Corporate tax in Germany will fall from 39 per cent to just under 30 per cent after a major tax reform was approved yesterday by the upper parliamentary chamber, the Bundesrat.
The new tax rate, effective from January 1st next, puts Berlin - a long-time critic of Ireland's low corporate tax regime - into the EU tax middle ground. Until now, its corporate tax rates were around 25 per cent higher than the EU average.
"This is an investment in Germany as a business location," said Social Democrat (SPD) finance minister Peer Steinbrück. "In particular, it aims to strengthen the tax base and makes domestic and foreign investments more attractive."
The new tax bill introduces a 25 per cent capital gains tax from 2009, replacing the current practice of taxing gains at income tax rates of up to 42 per cent. It's a move the government hopes will end the common practice of taxable income being transferred to countries with lower tax rates.

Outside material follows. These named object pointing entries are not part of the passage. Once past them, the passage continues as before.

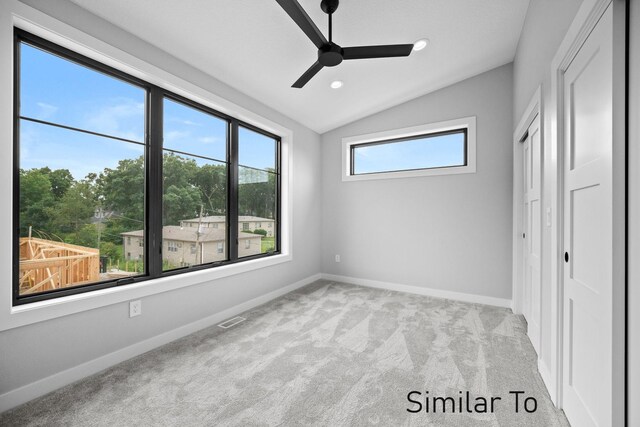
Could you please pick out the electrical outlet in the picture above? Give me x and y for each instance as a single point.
(135, 308)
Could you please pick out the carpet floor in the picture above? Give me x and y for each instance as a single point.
(329, 354)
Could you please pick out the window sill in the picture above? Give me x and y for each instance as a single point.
(50, 309)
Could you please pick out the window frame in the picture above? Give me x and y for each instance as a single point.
(153, 153)
(466, 125)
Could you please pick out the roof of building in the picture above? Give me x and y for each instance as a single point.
(222, 218)
(175, 232)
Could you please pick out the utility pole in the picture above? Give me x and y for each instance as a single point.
(199, 250)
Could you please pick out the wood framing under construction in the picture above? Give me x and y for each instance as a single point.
(47, 265)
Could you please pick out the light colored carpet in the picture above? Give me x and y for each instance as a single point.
(329, 354)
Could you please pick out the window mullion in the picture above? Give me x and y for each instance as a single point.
(153, 232)
(233, 185)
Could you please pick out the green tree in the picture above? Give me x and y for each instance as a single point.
(61, 180)
(74, 210)
(122, 189)
(36, 200)
(180, 203)
(211, 180)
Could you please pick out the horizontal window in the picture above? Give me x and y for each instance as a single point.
(434, 149)
(110, 166)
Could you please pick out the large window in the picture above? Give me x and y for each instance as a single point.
(434, 149)
(118, 181)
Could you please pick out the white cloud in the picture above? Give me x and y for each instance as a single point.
(175, 135)
(115, 118)
(208, 139)
(46, 111)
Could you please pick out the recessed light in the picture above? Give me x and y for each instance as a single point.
(420, 44)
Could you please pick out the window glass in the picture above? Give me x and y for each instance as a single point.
(53, 89)
(257, 192)
(82, 196)
(85, 137)
(424, 152)
(256, 150)
(194, 184)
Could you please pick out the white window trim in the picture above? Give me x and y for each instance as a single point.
(16, 14)
(466, 122)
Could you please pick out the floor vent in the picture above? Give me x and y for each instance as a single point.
(231, 322)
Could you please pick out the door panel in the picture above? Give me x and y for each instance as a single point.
(587, 337)
(532, 222)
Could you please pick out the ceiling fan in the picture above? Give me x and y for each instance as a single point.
(329, 53)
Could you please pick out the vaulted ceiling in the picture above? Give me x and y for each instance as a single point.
(253, 46)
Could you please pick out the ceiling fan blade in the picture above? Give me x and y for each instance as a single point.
(312, 71)
(297, 13)
(383, 51)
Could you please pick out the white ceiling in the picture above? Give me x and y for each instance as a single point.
(253, 46)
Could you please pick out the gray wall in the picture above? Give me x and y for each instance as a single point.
(545, 26)
(34, 352)
(633, 255)
(449, 232)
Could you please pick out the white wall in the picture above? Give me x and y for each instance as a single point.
(37, 351)
(441, 232)
(545, 26)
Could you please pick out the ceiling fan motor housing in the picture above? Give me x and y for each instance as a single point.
(329, 6)
(330, 55)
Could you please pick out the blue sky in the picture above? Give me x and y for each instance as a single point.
(62, 92)
(438, 151)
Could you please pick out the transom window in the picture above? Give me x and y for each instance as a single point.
(434, 149)
(155, 165)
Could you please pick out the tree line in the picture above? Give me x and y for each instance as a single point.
(59, 207)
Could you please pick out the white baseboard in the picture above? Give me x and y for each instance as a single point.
(43, 386)
(545, 373)
(437, 293)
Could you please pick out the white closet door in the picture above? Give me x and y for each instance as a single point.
(533, 234)
(587, 338)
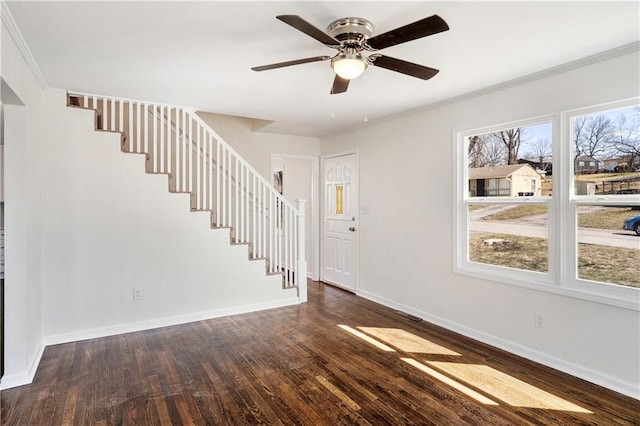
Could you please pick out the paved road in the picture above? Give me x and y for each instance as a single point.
(605, 237)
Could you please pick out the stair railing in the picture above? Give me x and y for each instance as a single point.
(177, 142)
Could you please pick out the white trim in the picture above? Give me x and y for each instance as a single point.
(626, 388)
(560, 279)
(27, 378)
(313, 273)
(20, 379)
(356, 152)
(21, 44)
(549, 72)
(167, 321)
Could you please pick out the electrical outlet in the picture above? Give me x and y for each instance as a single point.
(539, 321)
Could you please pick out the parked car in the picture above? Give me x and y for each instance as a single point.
(632, 224)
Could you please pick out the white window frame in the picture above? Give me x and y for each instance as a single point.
(561, 277)
(607, 293)
(463, 199)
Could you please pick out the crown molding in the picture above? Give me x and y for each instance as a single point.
(549, 72)
(16, 35)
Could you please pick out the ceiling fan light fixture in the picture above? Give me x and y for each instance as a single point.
(349, 65)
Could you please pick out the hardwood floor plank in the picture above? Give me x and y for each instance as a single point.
(296, 366)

The radical tax reform is one of the more ambitious and, in its implementation, successful projects of the coalition government of Social Democrats and Christian Democrats.
It only passed the lower house, the Bundestag, in May after huge political wrangling. Left-wing MPs from Mr Steinbrück's SPD said the tax cuts unfairly benefitted well-off business people.

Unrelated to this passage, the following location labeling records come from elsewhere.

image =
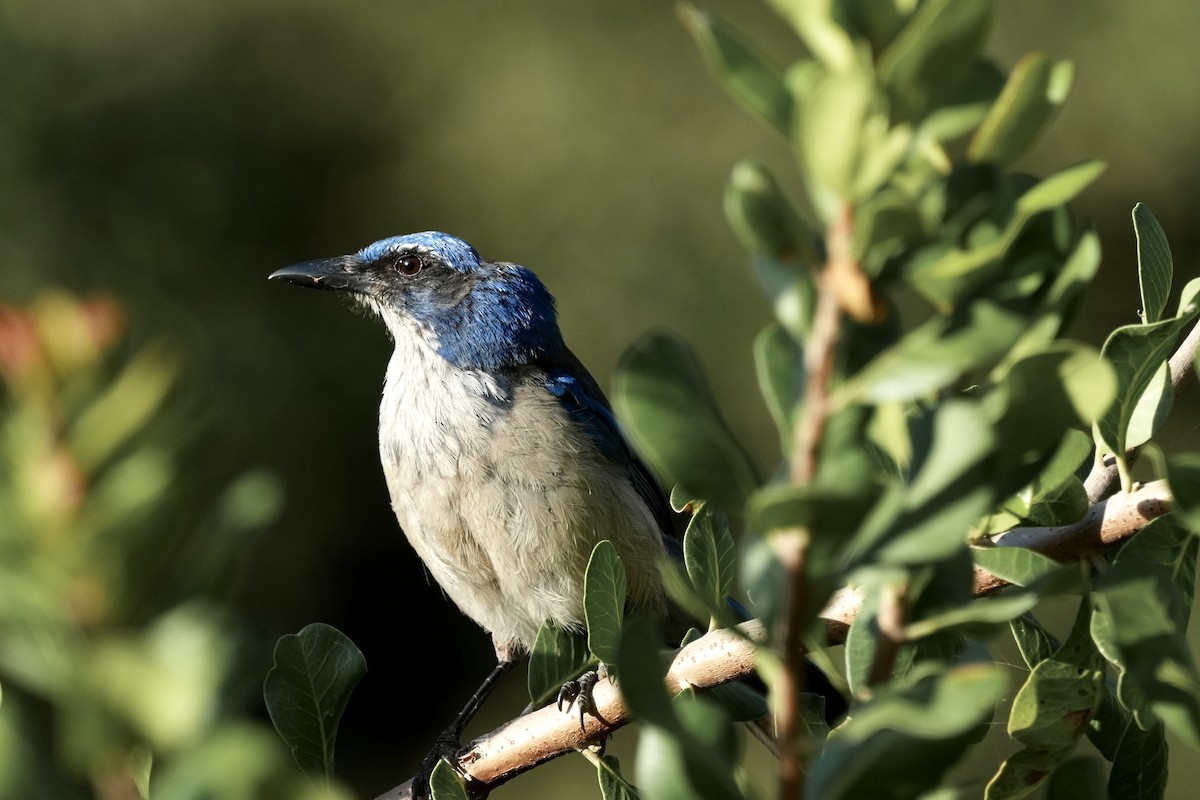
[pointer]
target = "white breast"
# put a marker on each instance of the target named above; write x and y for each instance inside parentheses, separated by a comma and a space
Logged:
(502, 497)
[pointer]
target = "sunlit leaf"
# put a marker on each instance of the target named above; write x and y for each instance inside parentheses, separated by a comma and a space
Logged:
(1137, 354)
(665, 402)
(1035, 92)
(612, 785)
(745, 74)
(762, 217)
(933, 52)
(557, 657)
(604, 601)
(1144, 603)
(1153, 263)
(780, 367)
(1060, 188)
(447, 785)
(709, 555)
(909, 733)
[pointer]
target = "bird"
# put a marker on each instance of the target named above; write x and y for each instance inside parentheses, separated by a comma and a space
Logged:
(503, 458)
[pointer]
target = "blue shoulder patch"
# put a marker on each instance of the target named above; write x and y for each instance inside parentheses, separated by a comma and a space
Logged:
(586, 403)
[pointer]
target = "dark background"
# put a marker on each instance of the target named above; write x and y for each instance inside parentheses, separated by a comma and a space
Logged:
(172, 155)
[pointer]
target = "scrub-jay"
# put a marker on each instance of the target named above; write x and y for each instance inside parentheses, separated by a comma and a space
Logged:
(503, 458)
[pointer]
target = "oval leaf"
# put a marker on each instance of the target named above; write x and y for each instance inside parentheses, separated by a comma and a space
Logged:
(1035, 92)
(745, 74)
(604, 601)
(1153, 263)
(307, 690)
(1060, 188)
(663, 398)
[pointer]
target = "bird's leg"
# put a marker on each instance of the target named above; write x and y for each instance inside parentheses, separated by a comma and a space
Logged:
(579, 692)
(449, 741)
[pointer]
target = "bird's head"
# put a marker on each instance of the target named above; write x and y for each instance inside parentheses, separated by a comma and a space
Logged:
(477, 314)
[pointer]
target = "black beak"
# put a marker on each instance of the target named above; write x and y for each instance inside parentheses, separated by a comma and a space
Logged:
(337, 274)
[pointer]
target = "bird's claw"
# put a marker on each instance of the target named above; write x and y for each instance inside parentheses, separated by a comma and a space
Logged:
(445, 749)
(579, 692)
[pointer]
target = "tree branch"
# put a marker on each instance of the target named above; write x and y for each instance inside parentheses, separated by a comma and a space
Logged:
(725, 655)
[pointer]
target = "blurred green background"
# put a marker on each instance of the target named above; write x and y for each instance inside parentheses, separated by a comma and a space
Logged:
(172, 155)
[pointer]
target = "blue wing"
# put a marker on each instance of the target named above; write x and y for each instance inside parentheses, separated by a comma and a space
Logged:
(581, 396)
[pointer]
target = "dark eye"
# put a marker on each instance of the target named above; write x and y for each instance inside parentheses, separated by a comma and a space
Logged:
(409, 264)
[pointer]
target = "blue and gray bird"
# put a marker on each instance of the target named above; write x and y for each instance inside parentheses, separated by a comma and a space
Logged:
(503, 458)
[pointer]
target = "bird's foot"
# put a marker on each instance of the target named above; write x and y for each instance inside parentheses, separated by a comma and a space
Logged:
(445, 749)
(579, 692)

Business leaders complained that the reform complicated rather than simplified Germany's already labyrinthine tax law and thus made the country less attractive as a business location.

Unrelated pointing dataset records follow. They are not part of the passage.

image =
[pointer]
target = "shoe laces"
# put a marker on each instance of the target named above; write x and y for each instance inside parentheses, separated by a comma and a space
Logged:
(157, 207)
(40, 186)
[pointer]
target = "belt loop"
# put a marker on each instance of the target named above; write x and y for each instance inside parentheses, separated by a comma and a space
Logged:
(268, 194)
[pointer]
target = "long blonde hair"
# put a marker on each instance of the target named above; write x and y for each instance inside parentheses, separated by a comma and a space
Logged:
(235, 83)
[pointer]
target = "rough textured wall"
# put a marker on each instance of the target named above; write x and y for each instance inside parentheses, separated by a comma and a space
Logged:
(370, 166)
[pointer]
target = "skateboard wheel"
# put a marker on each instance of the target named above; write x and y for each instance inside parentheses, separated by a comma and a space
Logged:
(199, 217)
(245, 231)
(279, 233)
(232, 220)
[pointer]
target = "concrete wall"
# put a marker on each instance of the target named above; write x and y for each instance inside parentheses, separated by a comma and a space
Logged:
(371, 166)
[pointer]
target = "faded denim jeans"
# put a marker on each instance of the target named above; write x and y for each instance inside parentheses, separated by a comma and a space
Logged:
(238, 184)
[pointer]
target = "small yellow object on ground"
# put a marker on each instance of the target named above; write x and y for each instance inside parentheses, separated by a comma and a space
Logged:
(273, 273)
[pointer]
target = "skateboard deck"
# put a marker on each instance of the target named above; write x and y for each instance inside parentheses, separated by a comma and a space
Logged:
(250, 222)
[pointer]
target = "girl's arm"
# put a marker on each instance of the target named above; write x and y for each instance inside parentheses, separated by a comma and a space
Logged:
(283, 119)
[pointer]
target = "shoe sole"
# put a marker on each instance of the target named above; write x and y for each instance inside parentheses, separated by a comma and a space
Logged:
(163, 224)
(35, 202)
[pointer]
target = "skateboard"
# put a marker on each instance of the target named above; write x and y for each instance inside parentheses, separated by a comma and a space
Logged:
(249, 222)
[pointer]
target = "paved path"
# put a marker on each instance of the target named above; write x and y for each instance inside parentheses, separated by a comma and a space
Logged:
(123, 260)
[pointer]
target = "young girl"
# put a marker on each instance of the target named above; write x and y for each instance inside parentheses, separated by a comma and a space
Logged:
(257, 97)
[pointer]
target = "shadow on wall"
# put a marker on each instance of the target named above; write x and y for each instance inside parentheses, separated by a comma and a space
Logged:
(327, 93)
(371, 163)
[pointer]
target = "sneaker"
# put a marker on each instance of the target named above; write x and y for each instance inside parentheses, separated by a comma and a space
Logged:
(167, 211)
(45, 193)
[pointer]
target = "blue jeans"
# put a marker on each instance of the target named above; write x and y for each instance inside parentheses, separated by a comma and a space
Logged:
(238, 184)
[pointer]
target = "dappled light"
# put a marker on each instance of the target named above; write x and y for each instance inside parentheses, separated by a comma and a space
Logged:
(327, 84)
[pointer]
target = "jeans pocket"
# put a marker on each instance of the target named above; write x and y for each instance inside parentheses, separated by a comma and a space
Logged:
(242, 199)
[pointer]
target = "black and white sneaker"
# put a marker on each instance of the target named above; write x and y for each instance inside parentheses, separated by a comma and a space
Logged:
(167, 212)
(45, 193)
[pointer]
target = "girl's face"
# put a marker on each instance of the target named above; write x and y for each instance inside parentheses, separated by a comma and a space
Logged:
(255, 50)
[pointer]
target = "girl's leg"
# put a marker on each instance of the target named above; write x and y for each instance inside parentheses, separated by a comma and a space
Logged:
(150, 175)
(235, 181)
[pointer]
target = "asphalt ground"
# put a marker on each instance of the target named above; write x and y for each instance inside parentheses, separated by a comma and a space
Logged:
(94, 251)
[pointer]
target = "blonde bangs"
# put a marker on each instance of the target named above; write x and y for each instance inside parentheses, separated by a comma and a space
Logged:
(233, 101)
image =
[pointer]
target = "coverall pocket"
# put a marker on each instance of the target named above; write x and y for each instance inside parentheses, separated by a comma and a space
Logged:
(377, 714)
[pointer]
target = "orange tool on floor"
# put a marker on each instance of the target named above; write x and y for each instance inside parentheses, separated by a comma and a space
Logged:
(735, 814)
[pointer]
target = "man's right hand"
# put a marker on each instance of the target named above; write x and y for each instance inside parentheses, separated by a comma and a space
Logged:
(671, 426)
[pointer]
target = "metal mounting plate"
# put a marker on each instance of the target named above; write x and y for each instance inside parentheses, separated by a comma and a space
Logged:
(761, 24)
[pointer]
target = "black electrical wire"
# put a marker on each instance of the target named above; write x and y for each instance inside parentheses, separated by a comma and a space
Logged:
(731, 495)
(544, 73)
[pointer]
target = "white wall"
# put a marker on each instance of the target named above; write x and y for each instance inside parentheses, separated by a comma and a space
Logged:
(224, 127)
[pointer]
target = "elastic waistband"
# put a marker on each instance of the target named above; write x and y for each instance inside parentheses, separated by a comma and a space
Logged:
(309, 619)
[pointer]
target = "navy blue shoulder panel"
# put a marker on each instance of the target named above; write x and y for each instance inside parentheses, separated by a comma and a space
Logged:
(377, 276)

Christian Democrat (CDU) politicians rejected that criticism yesterday. "Cut company taxes and you make an important step to making a country more attractive for investment," said Roland Koch, CDU state premier of the state of Hesse, home to Ger-many's financial capital of Frankfurt. "That the one or the other company may quibble over a loss of tax breaks is no reason to reject the law," he added.